Dilution, dissipation, and pressure delivery of the various gases generated can also be accomplished using air or inert gas used in air lifts. In addition, by making the electrode a porous electrode,
The stirring effect of the electrolyte solution flowing down and circulating between the electrodes was further strengthened, resulting in a significant increase in power efficiency.

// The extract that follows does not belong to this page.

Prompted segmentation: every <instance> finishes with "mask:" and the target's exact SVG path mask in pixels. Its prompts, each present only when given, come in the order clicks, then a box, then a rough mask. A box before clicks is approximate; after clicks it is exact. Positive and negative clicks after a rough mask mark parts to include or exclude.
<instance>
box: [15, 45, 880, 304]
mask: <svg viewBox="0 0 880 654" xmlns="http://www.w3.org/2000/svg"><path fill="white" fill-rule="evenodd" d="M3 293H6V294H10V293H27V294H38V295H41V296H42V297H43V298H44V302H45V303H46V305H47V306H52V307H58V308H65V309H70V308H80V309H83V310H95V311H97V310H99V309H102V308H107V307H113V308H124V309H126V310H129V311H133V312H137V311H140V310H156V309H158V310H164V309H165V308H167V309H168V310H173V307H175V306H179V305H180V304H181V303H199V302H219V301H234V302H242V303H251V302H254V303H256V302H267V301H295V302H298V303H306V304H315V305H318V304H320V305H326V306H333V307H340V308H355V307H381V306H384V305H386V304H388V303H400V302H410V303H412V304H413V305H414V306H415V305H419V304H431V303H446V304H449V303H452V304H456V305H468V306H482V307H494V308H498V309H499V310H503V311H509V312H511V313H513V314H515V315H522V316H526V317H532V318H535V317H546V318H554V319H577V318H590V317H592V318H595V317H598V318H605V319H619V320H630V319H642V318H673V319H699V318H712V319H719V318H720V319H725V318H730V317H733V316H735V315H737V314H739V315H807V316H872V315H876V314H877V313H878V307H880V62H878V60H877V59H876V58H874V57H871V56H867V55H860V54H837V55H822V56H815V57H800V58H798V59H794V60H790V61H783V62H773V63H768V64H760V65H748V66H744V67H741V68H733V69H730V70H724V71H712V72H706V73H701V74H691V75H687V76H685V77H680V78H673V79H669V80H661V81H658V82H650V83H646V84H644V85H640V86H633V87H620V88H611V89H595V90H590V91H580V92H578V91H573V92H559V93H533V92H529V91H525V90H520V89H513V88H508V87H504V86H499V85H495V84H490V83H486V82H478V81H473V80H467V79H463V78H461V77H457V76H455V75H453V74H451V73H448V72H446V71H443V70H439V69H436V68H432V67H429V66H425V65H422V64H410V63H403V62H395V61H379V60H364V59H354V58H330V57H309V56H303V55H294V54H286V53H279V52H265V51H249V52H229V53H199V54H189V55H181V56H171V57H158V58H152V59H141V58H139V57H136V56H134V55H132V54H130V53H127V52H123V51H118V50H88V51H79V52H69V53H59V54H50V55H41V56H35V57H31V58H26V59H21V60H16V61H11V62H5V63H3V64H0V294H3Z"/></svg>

[Brief explanation of the drawing]

1 and 2 are a cross-sectional view and a plan view of an electrodeposition bath according to the present invention, FIGS. 3 and 4 are cross-sectional views of applied examples, and FIG. 5 is a cross-sectional view of a comparative example of the present invention. FIG. 6 is a graph showing the processing results of an example of the present invention and a comparative example. Explanation of symbols, 1... Electrodeposition tank, 2... Partition wall, 3... Air lift diffuser, 4... Water pumping tank, 5a... Anode plate group for electrodeposition, 5b... Excellent cathode for electrodeposition, 6... Electrode group arrangement Tank, 7... Electrodeposited metal accumulating section, 8... Electrodeposited metal, 9... Circulating electrodeposition solution water flow, 10... Air bubbles.

Claims (1)

[Scope of Claims] 1. A partition wall equipped with an overflow weir at the upper end allows the tanks to be separated by communicating with each other at the bottom, and one tank is used as a water pumping tank equipped with an air lift diffuser pipe for circulating the electrolyte solution. The other tank is an electrode group arrangement tank in which multiple electrode plates for electrodeposition are arranged vertically and perpendicularly to the overflow weir, and the pumped electrodeposition solution flows down between the electrode plates, and the deposited metal is deposited at the bottom of the tank. An electrodeposition tank for metal ion-containing waste liquid, characterized in that it is provided with a collection section. 2. An electrodeposition tank for metal ion-containing waste liquid, characterized in that the electrode plate for electrodeposition is a porous plate.